Menurut Sjachroedin, pengakuan Hak Kekayaan Intelektual terhadap Sulam Usus sebagai produk asli Lampung, mutlak dilakukan, karena selama ini kerajinan tersebut murni dibuat oleh Usaha Kecil Menengah (UKM) berbasis ekonomi kerakyatan di provinsi itu.

"Jangan seperti batik, yang sekarang sudah diakui oleh Malaysia sebagai produk asli mereka," kata dia dalam Pembukaan Lampung Expo VIII 2009 di Graha Wangsa, Bandarlampung.

Dia meminta, dinas terkait segera mematenkan dan tidak menunggu waktu lama, karena ketika Sulam Usus dipamerkan atau dipasarkan dalam pasar global, kegiatan saling tiru dan saling klaim pasti terjadi.

"Maka dari itu, saya tuntut dinas terkait bertindak cepat," kata dia.

Selain menyampaikan tentang pentingnya menjaga kekayaan seni dan budaya bangsa, Sjachroedin juga menyampaikan tentang pentingnya pengembangan Kota Bandarlampung sebagai ibukota provinsi Lampung.

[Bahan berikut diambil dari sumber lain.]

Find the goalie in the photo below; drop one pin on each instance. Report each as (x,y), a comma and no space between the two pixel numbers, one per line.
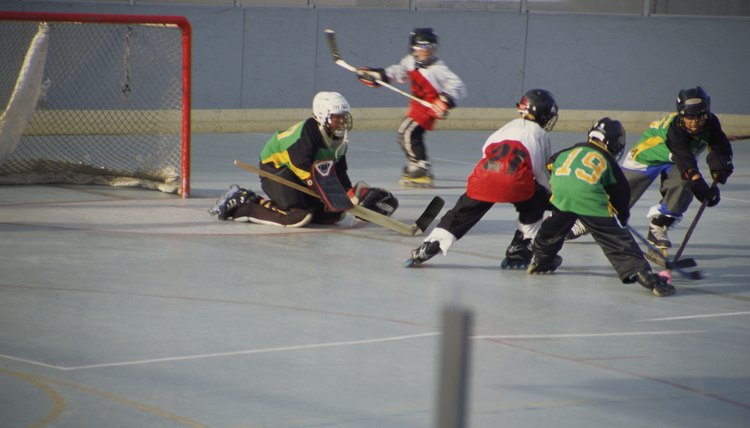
(311,153)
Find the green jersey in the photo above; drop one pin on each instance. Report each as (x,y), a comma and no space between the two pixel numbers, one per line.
(587,181)
(299,146)
(653,149)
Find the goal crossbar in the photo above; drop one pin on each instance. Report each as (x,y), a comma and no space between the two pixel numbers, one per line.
(79,121)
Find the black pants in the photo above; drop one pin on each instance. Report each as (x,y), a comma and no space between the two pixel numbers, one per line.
(616,242)
(468,211)
(287,198)
(411,140)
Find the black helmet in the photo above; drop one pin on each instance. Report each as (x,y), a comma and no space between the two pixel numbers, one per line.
(423,38)
(611,134)
(693,102)
(539,105)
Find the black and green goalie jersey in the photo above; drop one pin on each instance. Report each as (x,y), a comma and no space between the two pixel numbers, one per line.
(299,146)
(586,180)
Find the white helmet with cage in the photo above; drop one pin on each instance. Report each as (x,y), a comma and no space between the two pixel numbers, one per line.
(326,104)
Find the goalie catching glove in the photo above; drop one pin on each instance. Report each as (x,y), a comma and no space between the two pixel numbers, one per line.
(373,198)
(370,76)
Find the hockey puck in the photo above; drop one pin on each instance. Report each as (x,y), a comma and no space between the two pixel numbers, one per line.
(666,275)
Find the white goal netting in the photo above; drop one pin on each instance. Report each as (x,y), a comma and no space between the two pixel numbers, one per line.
(95,99)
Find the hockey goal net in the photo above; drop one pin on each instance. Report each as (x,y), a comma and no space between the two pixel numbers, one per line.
(95,99)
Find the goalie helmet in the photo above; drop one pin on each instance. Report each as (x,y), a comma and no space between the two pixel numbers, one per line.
(326,105)
(539,106)
(610,134)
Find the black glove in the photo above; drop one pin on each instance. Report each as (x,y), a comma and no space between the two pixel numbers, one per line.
(720,165)
(623,218)
(370,76)
(703,192)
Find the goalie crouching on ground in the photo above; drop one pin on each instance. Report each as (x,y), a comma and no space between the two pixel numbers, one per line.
(290,154)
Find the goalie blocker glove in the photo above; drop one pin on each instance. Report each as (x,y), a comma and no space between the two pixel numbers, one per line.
(370,76)
(373,198)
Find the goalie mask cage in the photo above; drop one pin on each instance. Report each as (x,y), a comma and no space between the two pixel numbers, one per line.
(95,99)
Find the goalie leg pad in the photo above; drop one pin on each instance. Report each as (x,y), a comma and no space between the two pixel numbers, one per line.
(374,198)
(265,212)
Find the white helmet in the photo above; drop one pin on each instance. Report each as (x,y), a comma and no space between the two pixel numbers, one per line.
(327,103)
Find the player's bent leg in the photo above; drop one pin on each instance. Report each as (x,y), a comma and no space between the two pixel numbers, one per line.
(518,254)
(656,283)
(230,200)
(264,211)
(417,174)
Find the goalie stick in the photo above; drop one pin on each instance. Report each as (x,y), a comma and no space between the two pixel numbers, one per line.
(417,228)
(333,46)
(668,263)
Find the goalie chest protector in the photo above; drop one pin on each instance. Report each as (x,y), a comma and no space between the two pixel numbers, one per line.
(329,187)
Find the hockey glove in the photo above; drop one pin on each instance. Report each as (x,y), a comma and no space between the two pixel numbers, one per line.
(370,76)
(373,198)
(441,106)
(720,165)
(703,192)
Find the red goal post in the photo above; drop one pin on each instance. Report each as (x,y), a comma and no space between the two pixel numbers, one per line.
(95,99)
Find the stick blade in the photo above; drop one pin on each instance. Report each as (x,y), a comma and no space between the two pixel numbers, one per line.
(332,45)
(428,216)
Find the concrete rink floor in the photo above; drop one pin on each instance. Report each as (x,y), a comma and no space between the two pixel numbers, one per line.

"Pembangunan kota baru Natar akan dimulai pada akhir tahun 2009, dan sudah disetujui kementrian BUMN," kata dia.

Kawasan kota baru Natar, adalah perluasan wilayah Kota Bandarlampung, dimana nantinya pusat pemerintahan provinsi akan dipindahkan ke wilayah tersebut.

"Bandarlampung sudah tumbuh menjadi kota besar, perlu perluasan wilayah agar tidak terlihat kumuh," kata dia.

Konsep kota baru Natar itu, kata Sjachroedin, sudah dipersiapkannya dari tahun 2005, atau tahun pertama pada periode pertama pemerintahannya, dan baru bisa diwujudkan pada tahun 2009.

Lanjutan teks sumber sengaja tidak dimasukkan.